No TLE support is a not a goal. Languages/extensions in Postgres should only be marked as trusted if you can guarantee that they do not access Postgres internals or even the file filesystem. With Zig and in pgzx in particular we can not guarantee this to be the case.

With pgzx we provide you a number of utilities on top of the C API. But depending on the extension you are working on you might heavily use the Postgres internals and their C APIs as is.

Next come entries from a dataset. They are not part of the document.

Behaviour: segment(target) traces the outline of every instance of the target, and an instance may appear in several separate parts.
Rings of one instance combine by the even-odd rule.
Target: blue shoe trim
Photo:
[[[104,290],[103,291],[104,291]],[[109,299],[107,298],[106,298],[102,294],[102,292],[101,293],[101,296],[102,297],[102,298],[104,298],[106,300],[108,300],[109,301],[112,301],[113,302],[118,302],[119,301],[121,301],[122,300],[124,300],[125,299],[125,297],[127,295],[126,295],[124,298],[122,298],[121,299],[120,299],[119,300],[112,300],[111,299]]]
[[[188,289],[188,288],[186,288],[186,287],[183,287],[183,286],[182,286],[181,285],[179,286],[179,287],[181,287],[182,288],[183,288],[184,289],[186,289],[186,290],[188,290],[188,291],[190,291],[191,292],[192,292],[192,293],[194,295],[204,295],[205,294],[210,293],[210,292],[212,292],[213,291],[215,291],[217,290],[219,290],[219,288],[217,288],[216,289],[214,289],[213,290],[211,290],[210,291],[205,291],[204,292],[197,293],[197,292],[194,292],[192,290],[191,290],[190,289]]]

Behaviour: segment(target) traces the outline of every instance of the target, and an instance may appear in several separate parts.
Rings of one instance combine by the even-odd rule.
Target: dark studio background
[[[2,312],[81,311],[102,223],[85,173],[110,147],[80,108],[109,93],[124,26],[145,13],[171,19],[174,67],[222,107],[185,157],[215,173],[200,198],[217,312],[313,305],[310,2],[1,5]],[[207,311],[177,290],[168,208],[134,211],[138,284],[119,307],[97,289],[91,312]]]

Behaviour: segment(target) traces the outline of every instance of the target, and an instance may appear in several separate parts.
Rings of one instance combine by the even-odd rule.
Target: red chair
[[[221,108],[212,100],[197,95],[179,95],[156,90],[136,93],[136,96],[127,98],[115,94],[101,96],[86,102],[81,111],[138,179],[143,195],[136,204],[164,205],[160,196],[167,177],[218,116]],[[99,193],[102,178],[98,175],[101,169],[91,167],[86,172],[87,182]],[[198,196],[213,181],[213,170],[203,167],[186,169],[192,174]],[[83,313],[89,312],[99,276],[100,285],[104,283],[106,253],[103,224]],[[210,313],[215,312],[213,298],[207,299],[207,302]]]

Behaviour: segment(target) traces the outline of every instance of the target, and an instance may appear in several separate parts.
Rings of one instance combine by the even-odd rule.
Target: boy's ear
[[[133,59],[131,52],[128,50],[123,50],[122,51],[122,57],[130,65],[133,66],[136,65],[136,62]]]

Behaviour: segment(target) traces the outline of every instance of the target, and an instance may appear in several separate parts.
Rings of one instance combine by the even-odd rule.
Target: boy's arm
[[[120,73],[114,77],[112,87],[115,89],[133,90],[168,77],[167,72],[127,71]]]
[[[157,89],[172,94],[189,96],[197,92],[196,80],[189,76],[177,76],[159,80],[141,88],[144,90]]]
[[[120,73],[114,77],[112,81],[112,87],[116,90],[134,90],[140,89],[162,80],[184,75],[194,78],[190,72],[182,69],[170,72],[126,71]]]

Postgres has support for a number of languages. Some having their own strenghts or weaknesses. One strength of Zig is its closeness to C, while providing a many quality of live improvements over C (optional types instead of null pointer, generic data structures, ...). This makes it a formidable choice for extensions that want to integrate deeply with the Postgres internals.

anarazel · on March 21, 2024

If I suddenly had unlimited resources and attention, I'd really like to provide infrastructure to write trusted functions by running them via a webassembly runtime, with a small injected safe surface for accessing postgres functionality. That'd make it a lot easier to write trusted PLs in a variety of languages. Still probably needs a bit of per-language sugar on top, but a lot less than doing it from scratch.

Edit: Minor grammar fix

michelpp · on March 21, 2024

I don't know much about it, but I think this has been tried?

https://dylibso.com/blog/pg-extism/

Looking at the repo though it looks like it hasn't been updated in a while.

nilslice · on March 21, 2024

we're actually working on a new version of this, which _does_ support TLE! if you're interested, please join https://extism.org/discord and we can get you a preview.

bear9628 · on March 21, 2024

Oh wow, that is really cool.

bear9628 · on March 21, 2024

Hehe :)

I also have WASM in mind when thinking about future TLE support :)

pjmlp · on March 22, 2024

Oracle, IBM and Microsoft have been doing that for decades with JVM, CLR and TIMI, yet another use case where Webassembly is a follower.